TikTok is suing the state of Montana to prevent the U.S. government from imposing a ban on national security concerns, saying the move is both “illegal” and “unconstitutional.”

The social media app, owned by China’s ByteDance, filed a lawsuit in federal court on Monday, days after Montana’s governor signed an unprecedented bill that would ban app stores that allow Download TikTok in the state. It will also ban the app from operating in the western state, which has a population of about 1.1 million.

The proposed ban comes amid concerns from governments and regulators around the world that TikTok’s ties to China could allow the app to collect data on its users for espionage purposes. TikTok, in particular, has become a flashpoint of escalating tensions between the U.S. and China, where it has 150 million users, with Washington calling on the short-video app to be spun off from its Chinese parent company or face a federal ban.

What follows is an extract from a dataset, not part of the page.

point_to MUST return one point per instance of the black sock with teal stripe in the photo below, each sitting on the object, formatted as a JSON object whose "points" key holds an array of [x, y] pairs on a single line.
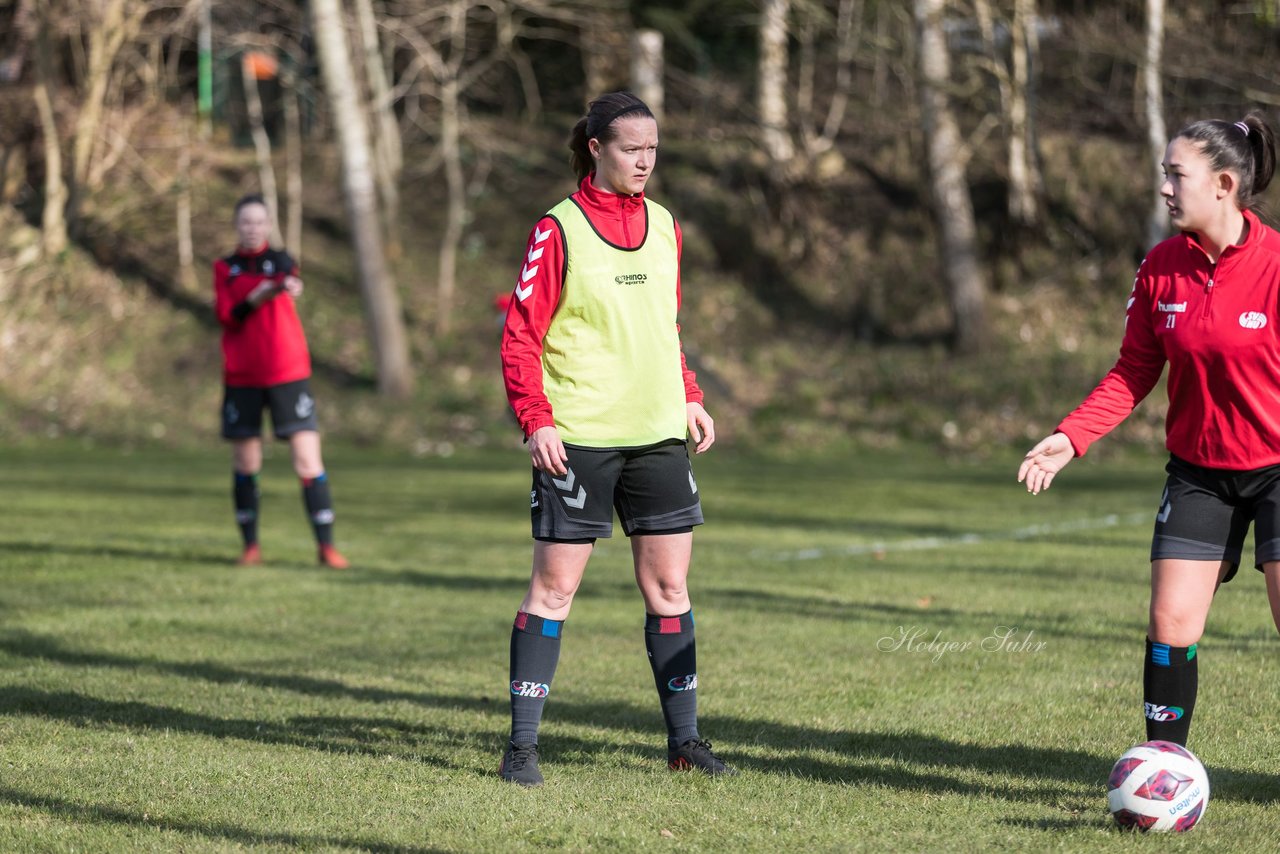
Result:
{"points": [[319, 503], [534, 654], [245, 493], [1169, 683], [673, 658]]}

In Monday’s lawsuit, TikTok argued that Montana’s law violated its First Amendment right to free speech and that the so-called national security concerns it used to justify the ban were “the sole concern of the federal government.”

The company also said the ban violated U.S. rules on foreign and interstate commerce and was effectively an unconstitutional “disenfranchisement act” — legislation that convicts a group without trial.

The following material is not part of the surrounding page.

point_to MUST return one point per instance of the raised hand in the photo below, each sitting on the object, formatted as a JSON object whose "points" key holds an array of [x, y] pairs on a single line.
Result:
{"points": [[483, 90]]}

“These unconventional and unprecedented steps taken by the state are based on nothing more than unfounded speculation,” it said in the lawsuit.

Under Montana law, TikTok and app stores like Apple and Google face fines of $10,000 per day if they don’t comply.

Last week, a group of TikTok creators filed their own lawsuit challenging the law on First Amendment grounds.

Even after TikTok tried to distance itself from its parent company by spending more than $1.5 billion on “Project Texas,” a free-speech court battle aimed at protecting user data and corporate restructuring plans to shield content from Chinese influence.

However, talks on the deal stalled, and earlier this year the U.S. government threatened to ban TikTok if its Chinese owners did not sell their stake — a move Beijing has publicly opposed.

Former President Donald Trump tried to ban the app in the US in 2020, but the attempt was stopped by a court. TikTok was recently banned from government devices in the US, UK, Canada and the EU.

“We are challenging Montana’s unconstitutional TikTok ban to protect our business and the hundreds of thousands of TikTok users in Montana,” a TikTok spokesperson said Monday. “We believe our legal challenge will prevail, based on extremely strong precedent and facts.”